By Evelina Tainer, Chief Economist

An investment alternative for more restful nights

These days it has become redundant to mention stocks and volatility in the same breath. Whether we are looking at the high tech market in the NASDAQ composite index or the old blue chip Dow Jones Industrials, volatility has a whole new meaning. In the old days, stock market risk was associated with price fluctuations on a daily, weekly or even monthly basis – not minute to minute. Anyone following the market on Wild Tuesday (April 4) saw a 700-point variance in the Dow!

Some behavioral finance experts have suggested that tolerance for risk has changed, that investors appear less risk averse. Perhaps it isn’t that today’s investors are less averse to risk than they are unaware of the historical pattern of fluctuation. The 1990s bull market generated an environment in which RISK is, or at least was, no longer a four-letter word when applied to the stock market. Prices "always" seemed to go higher and dips were "always" viewed as a buying opportunity.
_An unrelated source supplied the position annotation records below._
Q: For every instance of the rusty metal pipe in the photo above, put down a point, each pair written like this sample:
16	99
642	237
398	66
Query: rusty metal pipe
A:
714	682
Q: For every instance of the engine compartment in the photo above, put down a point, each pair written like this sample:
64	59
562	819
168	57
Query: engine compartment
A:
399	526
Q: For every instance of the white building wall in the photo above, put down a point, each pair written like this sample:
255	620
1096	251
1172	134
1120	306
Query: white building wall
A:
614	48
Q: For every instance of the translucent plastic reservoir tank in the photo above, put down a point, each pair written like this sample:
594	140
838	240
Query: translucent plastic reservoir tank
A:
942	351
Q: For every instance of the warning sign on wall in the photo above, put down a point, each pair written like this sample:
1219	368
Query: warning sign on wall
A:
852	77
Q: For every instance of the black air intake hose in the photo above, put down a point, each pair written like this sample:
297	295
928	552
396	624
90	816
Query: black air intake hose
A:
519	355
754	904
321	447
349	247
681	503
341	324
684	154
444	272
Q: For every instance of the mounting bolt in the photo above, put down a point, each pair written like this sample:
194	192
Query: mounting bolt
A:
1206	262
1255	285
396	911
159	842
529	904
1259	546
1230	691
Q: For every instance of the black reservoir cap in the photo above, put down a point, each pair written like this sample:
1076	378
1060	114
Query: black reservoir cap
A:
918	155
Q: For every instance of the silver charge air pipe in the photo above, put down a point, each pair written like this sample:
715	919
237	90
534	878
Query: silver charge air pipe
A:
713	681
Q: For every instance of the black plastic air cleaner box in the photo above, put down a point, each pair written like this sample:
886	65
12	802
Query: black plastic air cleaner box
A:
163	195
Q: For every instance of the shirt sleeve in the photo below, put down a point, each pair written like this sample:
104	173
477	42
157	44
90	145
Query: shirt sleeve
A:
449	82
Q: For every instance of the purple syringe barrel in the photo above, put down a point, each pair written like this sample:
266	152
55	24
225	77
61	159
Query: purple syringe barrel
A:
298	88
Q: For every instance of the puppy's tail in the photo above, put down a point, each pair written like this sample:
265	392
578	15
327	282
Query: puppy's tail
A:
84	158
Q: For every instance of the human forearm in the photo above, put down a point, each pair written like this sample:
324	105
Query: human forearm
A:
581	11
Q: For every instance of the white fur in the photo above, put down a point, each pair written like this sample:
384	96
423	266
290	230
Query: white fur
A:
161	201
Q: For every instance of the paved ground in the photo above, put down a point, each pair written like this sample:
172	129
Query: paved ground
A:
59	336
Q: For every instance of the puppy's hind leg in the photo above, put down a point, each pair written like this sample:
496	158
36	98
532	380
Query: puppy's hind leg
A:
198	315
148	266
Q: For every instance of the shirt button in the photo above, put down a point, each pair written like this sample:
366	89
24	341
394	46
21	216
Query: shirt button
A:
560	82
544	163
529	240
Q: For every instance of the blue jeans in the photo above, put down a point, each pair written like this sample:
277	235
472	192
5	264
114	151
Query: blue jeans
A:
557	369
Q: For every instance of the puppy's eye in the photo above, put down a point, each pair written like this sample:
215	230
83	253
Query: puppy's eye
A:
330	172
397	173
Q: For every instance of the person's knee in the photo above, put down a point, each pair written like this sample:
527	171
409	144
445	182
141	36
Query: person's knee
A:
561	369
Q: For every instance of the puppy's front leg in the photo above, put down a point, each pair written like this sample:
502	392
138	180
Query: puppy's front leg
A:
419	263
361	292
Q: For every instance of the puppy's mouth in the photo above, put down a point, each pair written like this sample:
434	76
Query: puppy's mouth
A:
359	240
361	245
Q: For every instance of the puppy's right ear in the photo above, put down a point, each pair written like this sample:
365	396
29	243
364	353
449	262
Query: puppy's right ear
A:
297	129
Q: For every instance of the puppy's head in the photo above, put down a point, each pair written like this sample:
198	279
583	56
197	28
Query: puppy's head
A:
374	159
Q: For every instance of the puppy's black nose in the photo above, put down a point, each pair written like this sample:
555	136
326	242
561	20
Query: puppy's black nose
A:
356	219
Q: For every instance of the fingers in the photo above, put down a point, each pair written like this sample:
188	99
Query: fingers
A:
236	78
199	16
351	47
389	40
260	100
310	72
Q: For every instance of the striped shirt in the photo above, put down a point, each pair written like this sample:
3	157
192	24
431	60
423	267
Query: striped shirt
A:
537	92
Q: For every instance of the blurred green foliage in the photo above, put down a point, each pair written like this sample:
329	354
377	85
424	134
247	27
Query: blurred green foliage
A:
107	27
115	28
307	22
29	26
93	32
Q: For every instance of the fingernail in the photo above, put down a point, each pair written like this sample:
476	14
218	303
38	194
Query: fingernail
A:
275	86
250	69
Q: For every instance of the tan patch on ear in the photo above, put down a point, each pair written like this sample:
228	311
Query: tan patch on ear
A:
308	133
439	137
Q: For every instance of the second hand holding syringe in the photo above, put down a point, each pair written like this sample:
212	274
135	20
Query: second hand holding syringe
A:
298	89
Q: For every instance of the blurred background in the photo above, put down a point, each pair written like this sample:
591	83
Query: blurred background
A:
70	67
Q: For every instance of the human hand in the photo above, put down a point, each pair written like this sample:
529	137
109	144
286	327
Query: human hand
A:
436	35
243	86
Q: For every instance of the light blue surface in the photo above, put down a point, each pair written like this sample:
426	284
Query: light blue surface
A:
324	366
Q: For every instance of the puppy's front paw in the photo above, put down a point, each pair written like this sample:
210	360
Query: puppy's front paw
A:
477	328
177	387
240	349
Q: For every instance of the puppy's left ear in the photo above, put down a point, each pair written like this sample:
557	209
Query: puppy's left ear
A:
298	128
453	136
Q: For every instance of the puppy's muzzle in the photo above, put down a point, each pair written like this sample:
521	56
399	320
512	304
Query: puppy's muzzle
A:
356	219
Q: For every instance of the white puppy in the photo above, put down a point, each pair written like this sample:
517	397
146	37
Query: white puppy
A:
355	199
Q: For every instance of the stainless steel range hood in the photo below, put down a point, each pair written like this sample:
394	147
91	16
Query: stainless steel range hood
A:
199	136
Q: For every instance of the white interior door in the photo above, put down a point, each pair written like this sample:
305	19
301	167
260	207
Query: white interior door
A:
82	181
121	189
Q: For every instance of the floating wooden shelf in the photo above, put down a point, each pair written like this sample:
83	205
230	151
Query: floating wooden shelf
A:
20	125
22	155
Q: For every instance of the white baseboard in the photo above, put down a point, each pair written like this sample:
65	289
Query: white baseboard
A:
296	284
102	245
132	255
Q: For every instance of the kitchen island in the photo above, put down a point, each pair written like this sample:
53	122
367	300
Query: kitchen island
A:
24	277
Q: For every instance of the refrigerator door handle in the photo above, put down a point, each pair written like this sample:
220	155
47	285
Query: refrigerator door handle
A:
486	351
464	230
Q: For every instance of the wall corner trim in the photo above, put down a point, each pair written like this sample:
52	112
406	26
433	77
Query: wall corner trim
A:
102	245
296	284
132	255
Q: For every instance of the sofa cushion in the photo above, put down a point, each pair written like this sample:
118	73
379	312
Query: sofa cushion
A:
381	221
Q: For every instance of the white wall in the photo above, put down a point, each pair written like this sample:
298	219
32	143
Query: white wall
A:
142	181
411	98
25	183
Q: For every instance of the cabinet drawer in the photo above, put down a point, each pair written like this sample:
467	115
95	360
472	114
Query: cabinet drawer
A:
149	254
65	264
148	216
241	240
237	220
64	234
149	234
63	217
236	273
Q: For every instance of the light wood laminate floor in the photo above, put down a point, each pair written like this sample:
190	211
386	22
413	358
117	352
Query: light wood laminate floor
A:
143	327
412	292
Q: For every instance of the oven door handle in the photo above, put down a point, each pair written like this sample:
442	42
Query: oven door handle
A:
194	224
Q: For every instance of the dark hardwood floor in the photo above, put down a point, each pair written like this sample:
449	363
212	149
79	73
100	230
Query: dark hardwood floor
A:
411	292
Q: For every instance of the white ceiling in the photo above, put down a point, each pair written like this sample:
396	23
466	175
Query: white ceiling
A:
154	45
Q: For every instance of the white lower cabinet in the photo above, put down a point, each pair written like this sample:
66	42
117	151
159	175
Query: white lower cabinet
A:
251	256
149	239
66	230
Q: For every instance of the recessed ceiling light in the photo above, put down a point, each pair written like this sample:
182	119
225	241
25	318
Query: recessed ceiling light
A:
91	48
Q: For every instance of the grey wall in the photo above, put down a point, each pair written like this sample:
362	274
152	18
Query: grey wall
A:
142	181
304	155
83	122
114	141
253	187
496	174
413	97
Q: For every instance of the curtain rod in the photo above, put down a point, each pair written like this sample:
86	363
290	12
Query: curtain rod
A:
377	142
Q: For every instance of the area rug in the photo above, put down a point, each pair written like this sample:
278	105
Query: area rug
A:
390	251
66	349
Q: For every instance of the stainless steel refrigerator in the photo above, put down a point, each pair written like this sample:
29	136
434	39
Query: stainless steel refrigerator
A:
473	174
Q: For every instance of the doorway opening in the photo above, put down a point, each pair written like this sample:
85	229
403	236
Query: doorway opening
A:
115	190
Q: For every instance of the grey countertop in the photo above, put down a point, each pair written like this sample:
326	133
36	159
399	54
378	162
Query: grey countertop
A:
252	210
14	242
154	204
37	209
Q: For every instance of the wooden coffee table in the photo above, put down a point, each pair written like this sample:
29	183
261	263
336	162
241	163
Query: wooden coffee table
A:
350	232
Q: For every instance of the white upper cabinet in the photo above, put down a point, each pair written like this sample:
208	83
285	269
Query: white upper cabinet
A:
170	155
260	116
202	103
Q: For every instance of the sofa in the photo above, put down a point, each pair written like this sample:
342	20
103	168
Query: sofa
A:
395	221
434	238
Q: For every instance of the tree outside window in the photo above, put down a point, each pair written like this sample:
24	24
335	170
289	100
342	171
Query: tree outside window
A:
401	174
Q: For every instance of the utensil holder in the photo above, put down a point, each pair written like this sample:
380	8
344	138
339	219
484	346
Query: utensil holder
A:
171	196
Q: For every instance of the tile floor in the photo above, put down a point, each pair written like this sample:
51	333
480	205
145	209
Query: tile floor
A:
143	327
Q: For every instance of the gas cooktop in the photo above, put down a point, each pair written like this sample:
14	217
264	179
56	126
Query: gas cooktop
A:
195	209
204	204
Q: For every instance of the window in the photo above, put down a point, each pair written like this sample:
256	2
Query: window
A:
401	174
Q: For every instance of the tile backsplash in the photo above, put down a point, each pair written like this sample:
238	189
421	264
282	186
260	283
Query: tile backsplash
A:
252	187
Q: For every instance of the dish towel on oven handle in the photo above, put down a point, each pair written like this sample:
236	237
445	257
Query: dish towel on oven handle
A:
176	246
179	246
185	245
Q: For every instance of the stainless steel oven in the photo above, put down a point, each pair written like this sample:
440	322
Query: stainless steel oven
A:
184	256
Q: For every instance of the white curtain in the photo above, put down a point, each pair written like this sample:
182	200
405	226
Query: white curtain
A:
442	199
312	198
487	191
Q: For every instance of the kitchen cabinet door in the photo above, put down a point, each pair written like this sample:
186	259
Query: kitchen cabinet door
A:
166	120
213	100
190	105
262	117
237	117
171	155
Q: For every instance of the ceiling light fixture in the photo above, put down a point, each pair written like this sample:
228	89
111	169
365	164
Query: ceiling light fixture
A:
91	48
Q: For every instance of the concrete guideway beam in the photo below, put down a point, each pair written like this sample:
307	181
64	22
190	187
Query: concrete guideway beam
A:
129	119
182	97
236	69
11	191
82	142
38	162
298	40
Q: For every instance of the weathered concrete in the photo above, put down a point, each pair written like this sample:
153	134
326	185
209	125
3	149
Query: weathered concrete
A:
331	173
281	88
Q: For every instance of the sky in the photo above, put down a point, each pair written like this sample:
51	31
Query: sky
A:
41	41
Intraday stock variation has indeed accelerated in these early months of 2000. Some investors who may not be accustomed to the sharp volatility may find that a daily dose of this boom-bust cycle will give them indigestion. Perhaps it is worth suggesting that investment alternatives (other than boring, low-yielding bonds) do exist!

The REIT Alternative
At the same time that the NASDAQ composite index plunged 13 percent recently and the Dow Jones Industrial index fell nearly 4 percent, the Morgan Stanley REIT Index was down a mere 0.6 percent. By the end of the day, the NASDAQ and the DJIA were clearly in negative category, but the Morgan Stanley REIT Index eked out a 0.1 percent gain for the day.

What’s a REIT and what does it offer investors? REIT stands for Real Estate Investment Trust. It is a company dedicated to owning income-producing real estate. These include shopping centers, office buildings, warehouses, and apartment buildings. In most cases, (equity) REITS also operate income-generating real estate and some (mortgage) REITS finance real estate. To be a REIT, a company must pay 95 percent of its taxable income to shareholders each year. As a result, REITS generate a lot of fully taxable dividend income and are considered by many to make better investments in tax-deferred accounts.

Did You Know? Congress created REITS in 1960 in order to enable small investors to make investments in large-scale income-producing real estate. REITS played a limited role until The Tax Reform Act of 1986 allowed REITS to operate as well as own real estate.

According to the National Association of Real Estate Investment Trusts (NAREIT), the real estate investment trust is the best way for small (and large) investors to gain entry to the commercial real estate market. REITS combine the best features of real estate and stocks. They give investors a practical and efficient means to include professionally managed real estate in an investment portfolio. Some analysts might say that small investors are heavily invested in their own home and don’t need more real estate exposure. But for the most part, homeownership is not an income-generating asset. REITS offer exposure to the commercial side of the market that does generate income flows for investors.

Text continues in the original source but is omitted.